Clearly there are many questions his new work raises.
Let’s start with the practical ones:
- The findings have not been published in a peer reviewed journal so the rest of the scientific community has been unable to examine the research in detail and it will not be presented at a conference until next month. Zhang is refusing to answer further questions, after his press conference.
- Many scientists are uneasy with how Zhang’s team reported the development and the fact that it took place in a country with minimal oversight and regulation.
- There is no information on what type of ethics review it received, what medical follow-up the child will receive, whether this was the first time the group had performed the technique and whether previous efforts were unsuccessful and went unreported.
- Zhang used MST, which had been shown to work in one small study of macaques, albeit without publication to date of long-term follow up. But this leaves questions as to the reasons why he used MST (for which his team had no apparent experience) rather than PNT which he’d used in his own previous attempt, which is being tried by a research team in Newcastle, and which has been used in research on mice? And why did he belatedly publish a paper in 2016 justifying his use of PNT in 2003, whilst currently pursuing MST instead?
Second, there are questions about clinical justification and safety:
- The majority of embryos failed to develop normally in this study therefore there is a strong possibility that very ill or developmentally disabled babies will be produced using this technique. If so, this could create as many problems as are solved in attempts to prevent transmission of mitochondrial disorders.
- Dr Paul Knoepfler, Associate Professor at UC Davis School of Medicine, has warned that interactions between mitochondria and nucleus are only poorly understood. It would be rash and premature to proceed with human mitochondrial transfer given how primitive our knowledge is in this area at this time.
- Indeed, recent research has found preferential replication of even tiny amounts of carryover mutated mtDNA (Burgstaller, et al.)
- The effect of inheriting DNA from two mothers is unknown. So this baby is a living human experiment.

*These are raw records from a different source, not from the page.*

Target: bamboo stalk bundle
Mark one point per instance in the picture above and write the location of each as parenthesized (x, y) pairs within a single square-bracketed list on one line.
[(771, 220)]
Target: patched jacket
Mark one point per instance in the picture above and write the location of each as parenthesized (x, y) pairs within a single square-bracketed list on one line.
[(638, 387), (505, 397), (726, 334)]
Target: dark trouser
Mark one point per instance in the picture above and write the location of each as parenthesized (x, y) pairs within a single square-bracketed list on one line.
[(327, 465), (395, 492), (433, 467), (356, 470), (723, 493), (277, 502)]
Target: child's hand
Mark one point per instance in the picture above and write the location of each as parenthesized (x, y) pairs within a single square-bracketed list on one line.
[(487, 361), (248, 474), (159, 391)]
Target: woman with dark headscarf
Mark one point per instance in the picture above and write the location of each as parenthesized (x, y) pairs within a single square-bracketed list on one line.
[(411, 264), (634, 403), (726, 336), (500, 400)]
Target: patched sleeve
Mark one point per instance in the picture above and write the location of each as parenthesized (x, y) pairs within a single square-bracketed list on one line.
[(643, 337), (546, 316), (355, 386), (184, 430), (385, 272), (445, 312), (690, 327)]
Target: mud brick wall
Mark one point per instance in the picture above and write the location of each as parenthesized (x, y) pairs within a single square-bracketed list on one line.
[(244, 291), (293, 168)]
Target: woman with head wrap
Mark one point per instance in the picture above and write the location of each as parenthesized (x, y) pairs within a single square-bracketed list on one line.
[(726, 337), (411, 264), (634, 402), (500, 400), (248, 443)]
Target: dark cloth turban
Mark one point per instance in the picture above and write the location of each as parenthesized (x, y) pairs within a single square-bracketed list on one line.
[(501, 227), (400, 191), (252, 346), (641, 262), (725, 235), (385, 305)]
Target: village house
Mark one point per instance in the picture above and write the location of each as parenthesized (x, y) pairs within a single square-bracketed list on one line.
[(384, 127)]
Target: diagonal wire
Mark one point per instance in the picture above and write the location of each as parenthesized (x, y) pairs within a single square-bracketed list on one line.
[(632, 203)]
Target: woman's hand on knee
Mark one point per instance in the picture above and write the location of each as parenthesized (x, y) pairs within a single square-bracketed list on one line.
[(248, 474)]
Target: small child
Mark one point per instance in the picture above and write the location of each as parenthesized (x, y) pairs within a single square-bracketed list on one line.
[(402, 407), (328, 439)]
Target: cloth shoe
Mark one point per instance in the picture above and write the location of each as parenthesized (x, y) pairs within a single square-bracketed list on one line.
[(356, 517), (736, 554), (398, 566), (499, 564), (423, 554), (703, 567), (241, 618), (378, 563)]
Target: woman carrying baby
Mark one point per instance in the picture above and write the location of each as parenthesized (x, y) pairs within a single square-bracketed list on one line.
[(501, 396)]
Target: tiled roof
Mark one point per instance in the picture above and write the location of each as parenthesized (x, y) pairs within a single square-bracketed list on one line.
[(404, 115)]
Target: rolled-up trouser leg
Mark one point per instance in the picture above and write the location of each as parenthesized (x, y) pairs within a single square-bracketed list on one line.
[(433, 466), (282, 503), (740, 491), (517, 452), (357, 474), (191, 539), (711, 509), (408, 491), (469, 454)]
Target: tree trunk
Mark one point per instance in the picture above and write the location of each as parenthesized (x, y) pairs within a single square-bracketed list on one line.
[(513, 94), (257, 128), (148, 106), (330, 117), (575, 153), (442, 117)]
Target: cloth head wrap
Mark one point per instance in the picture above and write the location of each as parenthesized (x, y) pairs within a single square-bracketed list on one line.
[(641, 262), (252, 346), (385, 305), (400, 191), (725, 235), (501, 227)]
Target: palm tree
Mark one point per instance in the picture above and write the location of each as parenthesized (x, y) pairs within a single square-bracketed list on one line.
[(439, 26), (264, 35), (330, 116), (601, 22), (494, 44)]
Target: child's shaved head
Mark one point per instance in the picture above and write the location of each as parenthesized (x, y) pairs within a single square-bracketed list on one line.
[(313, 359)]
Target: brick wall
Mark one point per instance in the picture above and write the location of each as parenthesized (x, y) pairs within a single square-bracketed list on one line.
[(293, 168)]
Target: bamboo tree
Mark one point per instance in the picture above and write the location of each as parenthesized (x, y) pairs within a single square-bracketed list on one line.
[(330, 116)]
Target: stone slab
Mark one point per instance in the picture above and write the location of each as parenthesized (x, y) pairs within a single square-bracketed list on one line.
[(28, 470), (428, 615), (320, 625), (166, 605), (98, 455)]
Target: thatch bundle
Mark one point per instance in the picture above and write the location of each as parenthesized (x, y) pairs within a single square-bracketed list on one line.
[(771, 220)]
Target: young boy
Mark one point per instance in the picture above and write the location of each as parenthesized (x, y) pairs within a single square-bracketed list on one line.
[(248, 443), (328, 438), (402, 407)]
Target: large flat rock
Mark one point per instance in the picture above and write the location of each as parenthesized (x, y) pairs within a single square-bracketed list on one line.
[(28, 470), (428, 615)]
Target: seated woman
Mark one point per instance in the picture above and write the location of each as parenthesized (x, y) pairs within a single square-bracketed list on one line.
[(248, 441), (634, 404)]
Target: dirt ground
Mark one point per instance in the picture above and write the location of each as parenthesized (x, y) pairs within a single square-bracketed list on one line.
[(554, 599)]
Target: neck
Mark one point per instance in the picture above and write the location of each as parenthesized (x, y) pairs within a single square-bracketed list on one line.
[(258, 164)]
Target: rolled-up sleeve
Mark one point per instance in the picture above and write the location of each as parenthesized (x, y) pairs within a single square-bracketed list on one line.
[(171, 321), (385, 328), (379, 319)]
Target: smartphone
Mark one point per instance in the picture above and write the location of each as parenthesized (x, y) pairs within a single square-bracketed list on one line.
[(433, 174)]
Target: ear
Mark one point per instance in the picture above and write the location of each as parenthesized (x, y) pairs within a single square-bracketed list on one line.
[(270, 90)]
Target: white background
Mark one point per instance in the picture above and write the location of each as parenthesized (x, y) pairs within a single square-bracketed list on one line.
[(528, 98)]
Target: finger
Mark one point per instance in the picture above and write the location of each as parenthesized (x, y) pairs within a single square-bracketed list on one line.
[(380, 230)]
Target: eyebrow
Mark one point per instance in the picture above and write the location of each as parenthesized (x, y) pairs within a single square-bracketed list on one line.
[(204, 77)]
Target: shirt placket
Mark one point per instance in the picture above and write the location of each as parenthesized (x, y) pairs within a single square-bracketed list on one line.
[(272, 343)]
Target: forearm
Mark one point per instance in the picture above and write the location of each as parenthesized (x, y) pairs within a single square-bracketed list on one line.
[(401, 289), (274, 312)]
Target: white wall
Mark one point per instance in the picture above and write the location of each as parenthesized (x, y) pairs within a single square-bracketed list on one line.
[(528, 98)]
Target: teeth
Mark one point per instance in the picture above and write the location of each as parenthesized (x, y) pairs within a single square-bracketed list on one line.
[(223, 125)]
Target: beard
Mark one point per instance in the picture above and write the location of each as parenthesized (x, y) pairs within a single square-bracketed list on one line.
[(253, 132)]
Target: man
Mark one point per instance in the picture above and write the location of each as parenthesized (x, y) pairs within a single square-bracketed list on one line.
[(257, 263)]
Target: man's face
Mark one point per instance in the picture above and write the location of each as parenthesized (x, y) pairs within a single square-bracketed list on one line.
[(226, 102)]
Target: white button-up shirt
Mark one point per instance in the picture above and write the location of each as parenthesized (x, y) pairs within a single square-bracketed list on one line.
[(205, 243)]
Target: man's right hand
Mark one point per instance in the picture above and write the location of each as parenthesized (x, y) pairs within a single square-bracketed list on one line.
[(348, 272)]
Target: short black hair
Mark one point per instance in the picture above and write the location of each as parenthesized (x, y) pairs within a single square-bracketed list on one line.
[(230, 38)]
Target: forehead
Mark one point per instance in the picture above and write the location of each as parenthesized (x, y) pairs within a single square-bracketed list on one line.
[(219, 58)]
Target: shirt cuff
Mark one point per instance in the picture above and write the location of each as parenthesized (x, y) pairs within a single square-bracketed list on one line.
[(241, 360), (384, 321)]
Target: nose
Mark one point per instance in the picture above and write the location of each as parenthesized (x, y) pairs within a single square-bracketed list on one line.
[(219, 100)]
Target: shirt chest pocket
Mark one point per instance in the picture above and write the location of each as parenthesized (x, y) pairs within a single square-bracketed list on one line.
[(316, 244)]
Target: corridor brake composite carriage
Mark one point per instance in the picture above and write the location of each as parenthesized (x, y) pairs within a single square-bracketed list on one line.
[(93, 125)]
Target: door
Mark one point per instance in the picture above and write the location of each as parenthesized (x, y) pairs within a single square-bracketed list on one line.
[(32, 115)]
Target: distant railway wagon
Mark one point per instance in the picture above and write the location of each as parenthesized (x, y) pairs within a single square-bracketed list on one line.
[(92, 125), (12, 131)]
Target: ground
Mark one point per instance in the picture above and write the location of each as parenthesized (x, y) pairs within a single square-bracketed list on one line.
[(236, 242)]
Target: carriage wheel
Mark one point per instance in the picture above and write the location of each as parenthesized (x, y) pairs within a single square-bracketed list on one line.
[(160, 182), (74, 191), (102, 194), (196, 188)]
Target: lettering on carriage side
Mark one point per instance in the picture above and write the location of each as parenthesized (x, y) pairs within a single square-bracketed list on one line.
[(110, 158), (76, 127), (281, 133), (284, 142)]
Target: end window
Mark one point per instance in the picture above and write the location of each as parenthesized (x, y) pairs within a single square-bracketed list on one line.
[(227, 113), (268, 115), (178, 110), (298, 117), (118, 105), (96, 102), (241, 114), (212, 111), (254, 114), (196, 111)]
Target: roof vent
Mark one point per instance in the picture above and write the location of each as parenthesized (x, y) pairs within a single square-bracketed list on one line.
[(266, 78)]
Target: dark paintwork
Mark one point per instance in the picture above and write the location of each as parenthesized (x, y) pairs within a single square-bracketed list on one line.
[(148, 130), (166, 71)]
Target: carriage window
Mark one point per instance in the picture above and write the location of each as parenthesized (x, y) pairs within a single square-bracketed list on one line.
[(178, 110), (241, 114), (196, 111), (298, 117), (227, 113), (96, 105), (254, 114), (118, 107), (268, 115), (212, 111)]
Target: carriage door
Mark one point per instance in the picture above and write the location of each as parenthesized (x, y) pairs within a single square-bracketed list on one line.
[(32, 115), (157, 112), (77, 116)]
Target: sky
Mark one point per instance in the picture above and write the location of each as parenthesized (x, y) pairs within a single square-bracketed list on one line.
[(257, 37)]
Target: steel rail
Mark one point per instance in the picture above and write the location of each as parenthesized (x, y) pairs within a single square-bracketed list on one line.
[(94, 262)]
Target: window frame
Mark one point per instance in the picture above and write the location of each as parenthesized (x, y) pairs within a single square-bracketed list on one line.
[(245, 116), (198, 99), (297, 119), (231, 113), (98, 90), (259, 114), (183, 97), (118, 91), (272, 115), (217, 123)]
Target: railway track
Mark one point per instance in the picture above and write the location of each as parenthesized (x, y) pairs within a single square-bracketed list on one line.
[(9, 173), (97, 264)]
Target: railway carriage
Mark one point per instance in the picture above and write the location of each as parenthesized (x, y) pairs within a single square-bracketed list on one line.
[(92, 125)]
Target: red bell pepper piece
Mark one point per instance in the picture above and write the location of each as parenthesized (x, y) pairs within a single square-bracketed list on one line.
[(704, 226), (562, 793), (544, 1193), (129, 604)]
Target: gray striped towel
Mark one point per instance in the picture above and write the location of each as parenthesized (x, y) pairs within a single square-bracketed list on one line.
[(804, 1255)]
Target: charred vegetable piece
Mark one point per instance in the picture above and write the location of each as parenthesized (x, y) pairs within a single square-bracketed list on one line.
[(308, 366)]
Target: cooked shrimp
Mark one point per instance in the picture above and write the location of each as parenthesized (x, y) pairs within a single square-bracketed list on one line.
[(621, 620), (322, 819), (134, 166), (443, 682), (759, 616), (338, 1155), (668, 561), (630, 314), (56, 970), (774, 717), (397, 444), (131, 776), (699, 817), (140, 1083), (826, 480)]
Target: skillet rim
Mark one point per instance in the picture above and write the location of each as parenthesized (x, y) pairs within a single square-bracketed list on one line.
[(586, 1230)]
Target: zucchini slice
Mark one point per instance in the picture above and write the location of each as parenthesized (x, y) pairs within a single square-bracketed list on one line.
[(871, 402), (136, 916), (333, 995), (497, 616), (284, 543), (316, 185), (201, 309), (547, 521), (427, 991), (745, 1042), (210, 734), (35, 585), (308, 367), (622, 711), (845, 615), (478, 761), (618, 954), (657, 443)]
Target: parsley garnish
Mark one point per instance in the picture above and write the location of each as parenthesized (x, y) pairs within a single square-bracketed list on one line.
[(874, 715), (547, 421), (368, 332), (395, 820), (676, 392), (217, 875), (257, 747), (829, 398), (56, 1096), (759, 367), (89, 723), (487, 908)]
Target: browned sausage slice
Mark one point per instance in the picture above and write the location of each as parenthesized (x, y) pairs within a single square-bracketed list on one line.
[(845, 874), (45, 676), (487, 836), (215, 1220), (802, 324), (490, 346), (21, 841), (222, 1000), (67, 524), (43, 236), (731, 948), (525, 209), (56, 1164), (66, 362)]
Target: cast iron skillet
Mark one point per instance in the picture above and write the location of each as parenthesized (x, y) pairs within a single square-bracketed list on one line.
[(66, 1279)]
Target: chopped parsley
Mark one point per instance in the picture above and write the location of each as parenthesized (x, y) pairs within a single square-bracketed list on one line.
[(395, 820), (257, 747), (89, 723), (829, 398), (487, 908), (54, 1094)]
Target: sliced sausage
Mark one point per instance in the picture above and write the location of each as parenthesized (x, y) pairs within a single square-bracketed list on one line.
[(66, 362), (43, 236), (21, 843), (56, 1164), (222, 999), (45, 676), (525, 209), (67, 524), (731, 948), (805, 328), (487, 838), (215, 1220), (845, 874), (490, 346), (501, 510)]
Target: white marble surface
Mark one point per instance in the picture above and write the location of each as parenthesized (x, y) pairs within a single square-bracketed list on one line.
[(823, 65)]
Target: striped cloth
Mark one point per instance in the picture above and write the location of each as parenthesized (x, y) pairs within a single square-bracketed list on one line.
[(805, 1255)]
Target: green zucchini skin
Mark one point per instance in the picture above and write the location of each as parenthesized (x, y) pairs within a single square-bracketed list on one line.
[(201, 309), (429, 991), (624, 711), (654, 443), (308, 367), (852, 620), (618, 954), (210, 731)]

- There is an alternative in preimplantation genetic diagnosis (PGD) which can help many families dealing with this situation (although there are also ethical issues with this).
- An even more effective way to avoid transmitting genetic disease is to adopt a child.
- Other new research may well obviate the need for this work. See here for an example of this.
Third, there are clearly important ethical questions:
- Zhang says that ‘[t]o save lives is the ethical thing to do’. Even if hypothetically this technology might help avoid a few people from having children with mitochondrial disorders (and that’s a big if), David King from Human Genetics Alert asks: ‘Since when is a simplistic ‘to save lives is the ethical thing to do’ a balanced medical ethics approach, especially when no lives were being saved, and no cures developed?’
- This is genetic engineering – and modification of the human germline. This baby is a genetically modified human being as a result of this technique.
- Many other ethical concerns are set out in more detail here, explaining why creating three parent babies is unethical, unnecessary and unsafe.
The project to manipulate the human germline is certainly alluring, and may be moved by compassion for the sick as well as the desire for knowledge, power and, for some, fame.
It looks ever more likely now that one day some children might be born with three genetic parents. We will of course treat them with the compassion and dignity we would treat any other human beings. But it would seem far wiser, given the scientific uncertainty, ethical problems and availability of alternative approaches, if we did not take a further step down this road.